Binning is a process of transforming continuous numerical variables into discrete categorical 'bins'. An example, in our dataset, we can categorize the cars which have high, medium or low horsepower,so we have to convert the horsepower variable which is a continuos number into three categorical variables

As the firt step, we convert the horsepower into float and then we find the width of each bin, for which we should divide the distance between the maximum and minimum value of that column by the number of bins +1.

In [20]:
df["horsepower"]=df["horsepower"].astype(float, copy=True)
binwidth = (max(df["horsepower"])-min(df["horsepower"]))/4

We can then create the bins using numpy arange

In [21]:
bins = np.arange(min(df["horsepower"]),max(df["horsepower"]),binwidth)

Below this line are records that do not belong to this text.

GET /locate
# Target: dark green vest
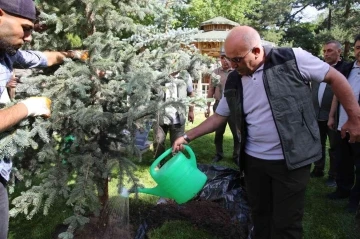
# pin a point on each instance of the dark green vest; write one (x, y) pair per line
(291, 105)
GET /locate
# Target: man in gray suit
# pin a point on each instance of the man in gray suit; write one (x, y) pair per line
(322, 98)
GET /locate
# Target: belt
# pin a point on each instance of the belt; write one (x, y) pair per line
(3, 181)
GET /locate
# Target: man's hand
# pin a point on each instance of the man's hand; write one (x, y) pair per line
(352, 127)
(207, 113)
(82, 55)
(38, 106)
(12, 82)
(191, 116)
(178, 144)
(331, 123)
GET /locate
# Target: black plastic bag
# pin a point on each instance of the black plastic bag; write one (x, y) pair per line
(224, 186)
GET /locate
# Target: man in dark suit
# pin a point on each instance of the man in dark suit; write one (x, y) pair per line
(322, 98)
(347, 153)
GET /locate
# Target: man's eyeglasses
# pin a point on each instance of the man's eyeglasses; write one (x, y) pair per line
(238, 59)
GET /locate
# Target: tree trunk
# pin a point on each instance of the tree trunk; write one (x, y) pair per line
(346, 16)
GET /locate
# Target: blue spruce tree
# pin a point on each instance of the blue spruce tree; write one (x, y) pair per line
(131, 50)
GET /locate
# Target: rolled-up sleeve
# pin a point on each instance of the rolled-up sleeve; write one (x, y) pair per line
(29, 59)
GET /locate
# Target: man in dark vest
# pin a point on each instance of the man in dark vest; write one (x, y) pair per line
(269, 97)
(322, 97)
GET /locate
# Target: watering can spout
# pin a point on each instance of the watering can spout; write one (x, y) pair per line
(157, 191)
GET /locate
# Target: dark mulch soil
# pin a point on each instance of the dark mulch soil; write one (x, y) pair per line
(205, 215)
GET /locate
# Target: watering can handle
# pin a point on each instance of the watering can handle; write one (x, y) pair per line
(166, 153)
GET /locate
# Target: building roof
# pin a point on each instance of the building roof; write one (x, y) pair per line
(220, 36)
(218, 20)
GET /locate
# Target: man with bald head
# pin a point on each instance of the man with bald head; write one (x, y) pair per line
(269, 98)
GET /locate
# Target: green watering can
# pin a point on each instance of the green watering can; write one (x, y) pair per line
(178, 179)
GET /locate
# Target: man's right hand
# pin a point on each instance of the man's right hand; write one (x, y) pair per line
(331, 123)
(207, 112)
(178, 144)
(38, 106)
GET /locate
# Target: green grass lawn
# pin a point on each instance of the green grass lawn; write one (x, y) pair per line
(323, 219)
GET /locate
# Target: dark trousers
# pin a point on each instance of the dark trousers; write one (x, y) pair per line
(348, 178)
(160, 132)
(4, 212)
(276, 196)
(324, 133)
(219, 137)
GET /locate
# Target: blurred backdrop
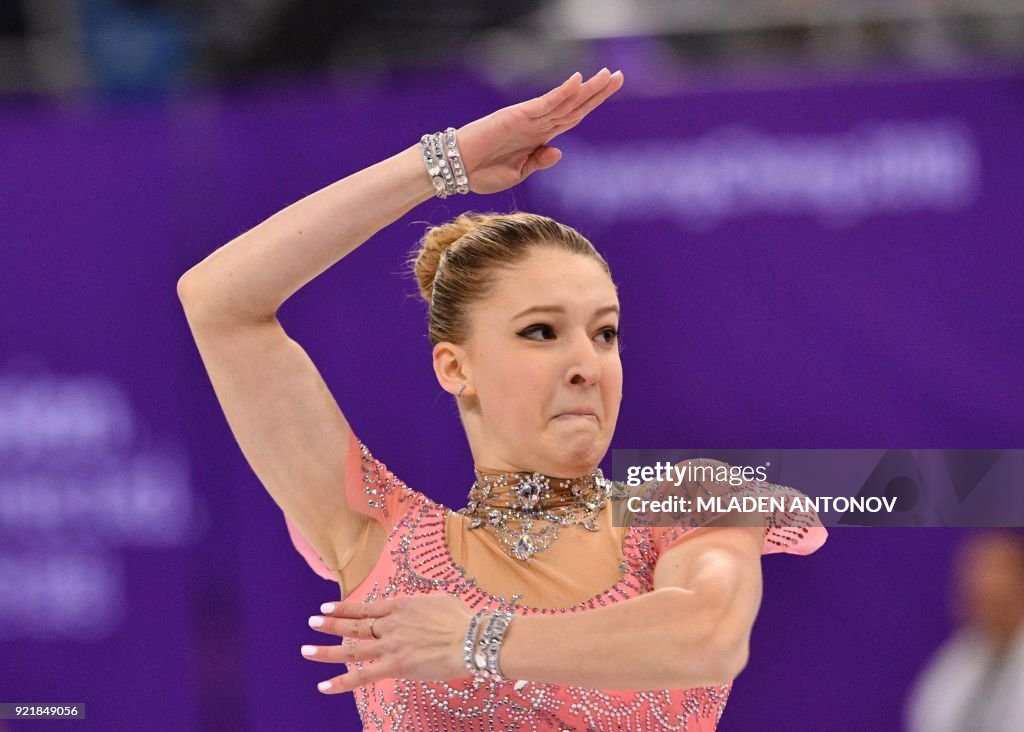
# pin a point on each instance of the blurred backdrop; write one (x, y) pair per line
(813, 211)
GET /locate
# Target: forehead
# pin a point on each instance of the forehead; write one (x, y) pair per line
(550, 276)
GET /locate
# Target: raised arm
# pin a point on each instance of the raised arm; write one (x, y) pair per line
(281, 412)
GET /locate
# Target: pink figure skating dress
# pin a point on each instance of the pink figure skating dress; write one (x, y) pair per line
(428, 550)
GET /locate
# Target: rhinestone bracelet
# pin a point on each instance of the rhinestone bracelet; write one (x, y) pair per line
(489, 645)
(433, 166)
(467, 648)
(445, 167)
(443, 162)
(455, 159)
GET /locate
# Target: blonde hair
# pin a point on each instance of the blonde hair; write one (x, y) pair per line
(455, 263)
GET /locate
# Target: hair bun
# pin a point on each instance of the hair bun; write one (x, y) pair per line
(436, 241)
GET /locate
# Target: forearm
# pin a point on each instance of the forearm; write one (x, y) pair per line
(250, 276)
(659, 640)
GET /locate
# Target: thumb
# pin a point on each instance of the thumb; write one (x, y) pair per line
(541, 159)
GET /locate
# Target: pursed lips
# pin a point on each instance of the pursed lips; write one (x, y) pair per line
(578, 414)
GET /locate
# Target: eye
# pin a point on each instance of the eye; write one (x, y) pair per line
(539, 328)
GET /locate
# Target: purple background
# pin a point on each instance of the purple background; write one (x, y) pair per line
(751, 329)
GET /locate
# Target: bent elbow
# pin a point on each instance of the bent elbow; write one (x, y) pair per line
(727, 660)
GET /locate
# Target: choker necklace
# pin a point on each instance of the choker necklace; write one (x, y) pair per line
(511, 503)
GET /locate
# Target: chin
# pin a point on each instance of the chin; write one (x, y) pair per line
(581, 456)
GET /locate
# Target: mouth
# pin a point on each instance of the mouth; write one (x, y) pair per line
(578, 416)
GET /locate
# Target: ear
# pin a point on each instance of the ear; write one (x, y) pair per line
(451, 367)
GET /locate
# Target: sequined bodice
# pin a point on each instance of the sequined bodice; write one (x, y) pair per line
(416, 561)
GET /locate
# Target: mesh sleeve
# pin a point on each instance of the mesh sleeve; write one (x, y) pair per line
(370, 488)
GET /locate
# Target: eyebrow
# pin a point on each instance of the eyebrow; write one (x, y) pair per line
(560, 309)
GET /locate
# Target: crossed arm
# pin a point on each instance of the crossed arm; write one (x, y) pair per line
(693, 630)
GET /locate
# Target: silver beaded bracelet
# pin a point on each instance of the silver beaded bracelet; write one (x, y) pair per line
(443, 161)
(455, 159)
(467, 648)
(489, 645)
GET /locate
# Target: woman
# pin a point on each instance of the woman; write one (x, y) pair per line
(527, 609)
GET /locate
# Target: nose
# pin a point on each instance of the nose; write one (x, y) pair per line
(585, 363)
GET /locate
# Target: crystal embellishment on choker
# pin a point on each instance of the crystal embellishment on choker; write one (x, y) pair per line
(512, 503)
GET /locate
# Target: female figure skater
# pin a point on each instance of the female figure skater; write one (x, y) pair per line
(527, 609)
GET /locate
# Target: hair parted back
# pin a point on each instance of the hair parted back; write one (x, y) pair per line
(455, 263)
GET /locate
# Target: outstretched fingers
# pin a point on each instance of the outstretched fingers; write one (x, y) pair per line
(546, 103)
(356, 678)
(604, 87)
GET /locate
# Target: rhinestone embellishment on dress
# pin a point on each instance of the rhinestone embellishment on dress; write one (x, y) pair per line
(526, 510)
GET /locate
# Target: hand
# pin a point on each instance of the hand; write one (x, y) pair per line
(418, 638)
(505, 147)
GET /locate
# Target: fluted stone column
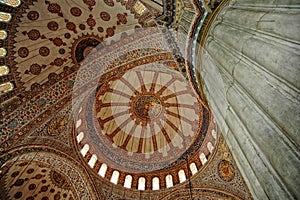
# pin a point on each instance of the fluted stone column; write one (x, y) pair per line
(250, 71)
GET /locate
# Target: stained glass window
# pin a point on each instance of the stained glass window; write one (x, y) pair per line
(93, 160)
(2, 52)
(169, 181)
(182, 176)
(102, 170)
(3, 34)
(141, 183)
(115, 177)
(6, 87)
(5, 17)
(155, 183)
(128, 181)
(4, 70)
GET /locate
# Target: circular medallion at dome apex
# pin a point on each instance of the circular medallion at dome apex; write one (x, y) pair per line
(147, 107)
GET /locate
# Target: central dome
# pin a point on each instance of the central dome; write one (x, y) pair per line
(148, 113)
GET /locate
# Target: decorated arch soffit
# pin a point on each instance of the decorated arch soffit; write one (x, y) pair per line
(40, 173)
(111, 84)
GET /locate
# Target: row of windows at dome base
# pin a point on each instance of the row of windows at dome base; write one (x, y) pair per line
(12, 3)
(141, 181)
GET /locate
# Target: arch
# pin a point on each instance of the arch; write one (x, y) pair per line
(214, 134)
(210, 147)
(78, 123)
(203, 158)
(3, 52)
(92, 161)
(80, 137)
(6, 87)
(155, 183)
(181, 175)
(193, 168)
(3, 34)
(141, 183)
(102, 170)
(4, 70)
(85, 149)
(12, 3)
(5, 17)
(169, 181)
(128, 181)
(115, 177)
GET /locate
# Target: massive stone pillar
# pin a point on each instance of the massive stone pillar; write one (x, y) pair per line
(251, 78)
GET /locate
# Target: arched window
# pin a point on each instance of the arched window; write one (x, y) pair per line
(169, 181)
(193, 168)
(128, 181)
(6, 87)
(102, 170)
(78, 123)
(13, 3)
(4, 70)
(85, 149)
(214, 134)
(203, 158)
(92, 161)
(210, 147)
(155, 183)
(2, 52)
(181, 176)
(141, 183)
(139, 7)
(115, 177)
(80, 137)
(5, 17)
(3, 34)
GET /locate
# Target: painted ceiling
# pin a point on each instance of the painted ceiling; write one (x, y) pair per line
(99, 101)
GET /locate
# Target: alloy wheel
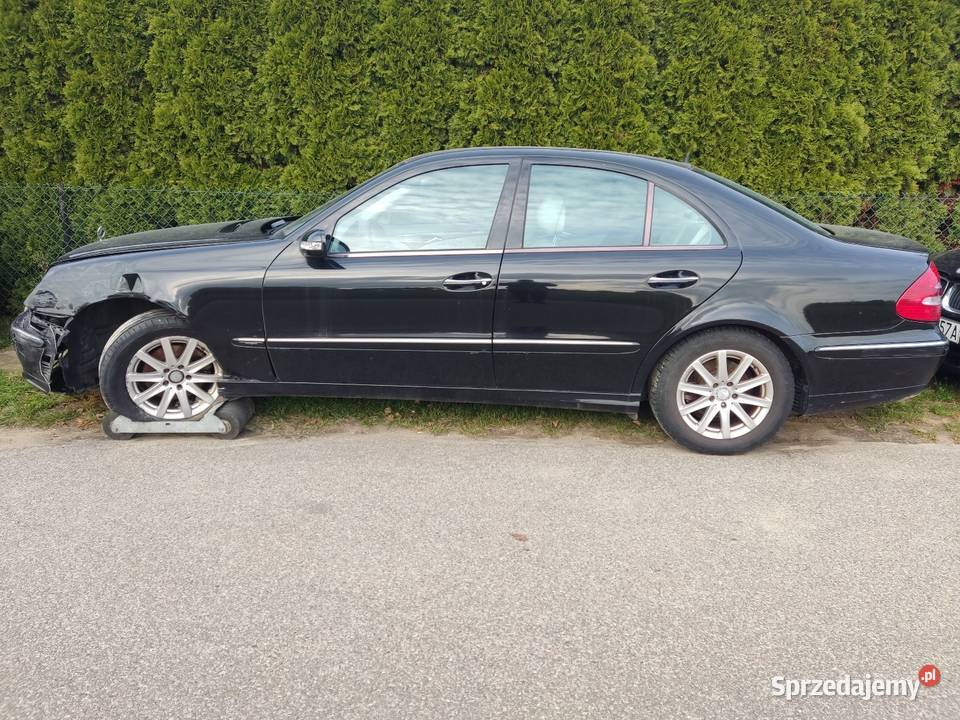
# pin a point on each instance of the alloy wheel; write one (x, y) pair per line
(174, 378)
(724, 394)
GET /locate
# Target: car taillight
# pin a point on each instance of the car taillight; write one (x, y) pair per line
(921, 301)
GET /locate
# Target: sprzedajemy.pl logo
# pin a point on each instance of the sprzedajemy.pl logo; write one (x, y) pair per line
(865, 687)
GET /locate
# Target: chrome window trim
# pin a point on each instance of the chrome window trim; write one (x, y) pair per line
(432, 341)
(616, 248)
(883, 346)
(415, 253)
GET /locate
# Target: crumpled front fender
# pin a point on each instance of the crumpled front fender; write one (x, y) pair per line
(39, 343)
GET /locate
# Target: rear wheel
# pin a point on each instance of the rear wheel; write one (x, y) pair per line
(156, 369)
(722, 391)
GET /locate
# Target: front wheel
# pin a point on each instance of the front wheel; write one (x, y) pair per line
(154, 368)
(722, 391)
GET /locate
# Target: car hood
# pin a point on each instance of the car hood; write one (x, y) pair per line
(874, 238)
(182, 236)
(948, 265)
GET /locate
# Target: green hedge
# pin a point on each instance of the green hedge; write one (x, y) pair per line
(785, 95)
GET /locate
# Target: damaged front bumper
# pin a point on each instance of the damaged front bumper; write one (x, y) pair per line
(38, 340)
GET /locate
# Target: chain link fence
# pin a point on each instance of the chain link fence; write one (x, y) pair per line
(38, 223)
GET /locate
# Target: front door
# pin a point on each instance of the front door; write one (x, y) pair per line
(405, 296)
(599, 265)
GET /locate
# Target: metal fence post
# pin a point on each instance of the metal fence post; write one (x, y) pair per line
(64, 211)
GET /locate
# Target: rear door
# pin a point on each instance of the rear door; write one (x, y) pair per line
(405, 296)
(600, 263)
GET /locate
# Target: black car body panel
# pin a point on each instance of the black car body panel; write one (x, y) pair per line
(184, 236)
(948, 264)
(568, 327)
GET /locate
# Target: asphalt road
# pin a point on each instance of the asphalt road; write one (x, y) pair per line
(392, 574)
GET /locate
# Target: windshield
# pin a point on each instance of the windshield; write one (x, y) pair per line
(782, 209)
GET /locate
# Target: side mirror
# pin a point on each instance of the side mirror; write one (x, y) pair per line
(315, 243)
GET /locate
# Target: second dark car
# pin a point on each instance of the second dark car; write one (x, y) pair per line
(533, 276)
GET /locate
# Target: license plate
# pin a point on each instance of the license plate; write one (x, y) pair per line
(950, 330)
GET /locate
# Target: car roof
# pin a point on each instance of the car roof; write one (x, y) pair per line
(545, 151)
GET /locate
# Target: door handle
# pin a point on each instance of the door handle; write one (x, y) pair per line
(673, 279)
(467, 281)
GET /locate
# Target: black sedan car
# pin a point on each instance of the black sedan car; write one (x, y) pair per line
(536, 276)
(948, 264)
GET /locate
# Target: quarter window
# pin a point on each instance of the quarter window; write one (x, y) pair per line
(676, 223)
(450, 209)
(583, 207)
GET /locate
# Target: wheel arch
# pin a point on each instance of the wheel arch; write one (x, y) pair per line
(795, 356)
(89, 331)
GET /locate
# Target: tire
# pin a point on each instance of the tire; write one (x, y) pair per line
(750, 383)
(235, 415)
(167, 339)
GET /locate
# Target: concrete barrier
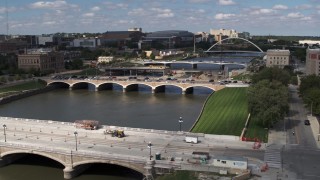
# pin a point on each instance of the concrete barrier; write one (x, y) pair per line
(222, 137)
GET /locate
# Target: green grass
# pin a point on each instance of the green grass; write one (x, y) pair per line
(185, 175)
(21, 87)
(225, 113)
(256, 131)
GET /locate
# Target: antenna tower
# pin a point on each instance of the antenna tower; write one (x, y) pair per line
(7, 19)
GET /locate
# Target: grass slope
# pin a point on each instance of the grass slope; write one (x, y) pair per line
(225, 113)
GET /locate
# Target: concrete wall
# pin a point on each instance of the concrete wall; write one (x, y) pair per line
(24, 94)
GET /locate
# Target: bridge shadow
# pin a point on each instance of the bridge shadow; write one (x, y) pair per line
(37, 160)
(111, 171)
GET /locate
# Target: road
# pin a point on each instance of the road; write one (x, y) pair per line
(60, 136)
(301, 154)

We can now create labels for the bins, and use the pd.cut to convert the numbers into bins

In [22]:
groupNames = ["Low","Medium", "High"]
df["horsepower-binned"]= pd.cut(df["horsepower"],bins, labels=groupNames, include_lowest= True)

To check if we have correctly converted the numbers we can have a look using .head() on these two columns.

In [23]:
df[["horsepower","horsepower-binned"]].head(30)

Unnamed: 0,horsepower,horsepower-binned
0,111.0,Medium
1,111.0,Medium
2,154.0,Medium
3,102.0,Medium
4,115.0,Medium
5,110.0,Medium
6,110.0,Medium
7,110.0,Medium
8,140.0,Medium
9,101.0,Low


## Bin visualisation 
Another way of showing the numbers in a binned way, is employing histogram:

In [24]:
%matplotlib notebook
import matplotlib.pyplot as plt
plt.hist(df["horsepower"], bins = 3)
plt.xlabel("horsepower")
plt.ylabel("count")
plt.title("horsepower bins")


<IPython.core.display.Javascript object>

Text(0.5,1,'horsepower bins')

## Converting unique values into dummy(indicator) variables
 In order to use the unquie values of some columns as categorical variables which are later used in the regression analysis, we have to first convert them into dummy variables
Dummy variables are numerical variables that represent categories.
Example, the column "fuel-type" has two unique values, "gas" or "diesel". Regression doesn't understand words, only numbers. To use this attribute in regression analysis, we convert "fuel-type" into indicator variables.

In [25]:
dummy_variables_fuelType= pd.get_dummies(df["fuel-type"])
dummy_variables_fuelType.head(5)

Unnamed: 0,diesel,gas
0,0,1
1,0,1
2,0,1
3,0,1
4,0,1


In order to give a better representation, we can rename these two columns:

In [26]:
dummy_variables_fuelType.rename(columns={"gas":'fuel-type-diesel',"diesel":'fuel-type-diesel'}, inplace=True)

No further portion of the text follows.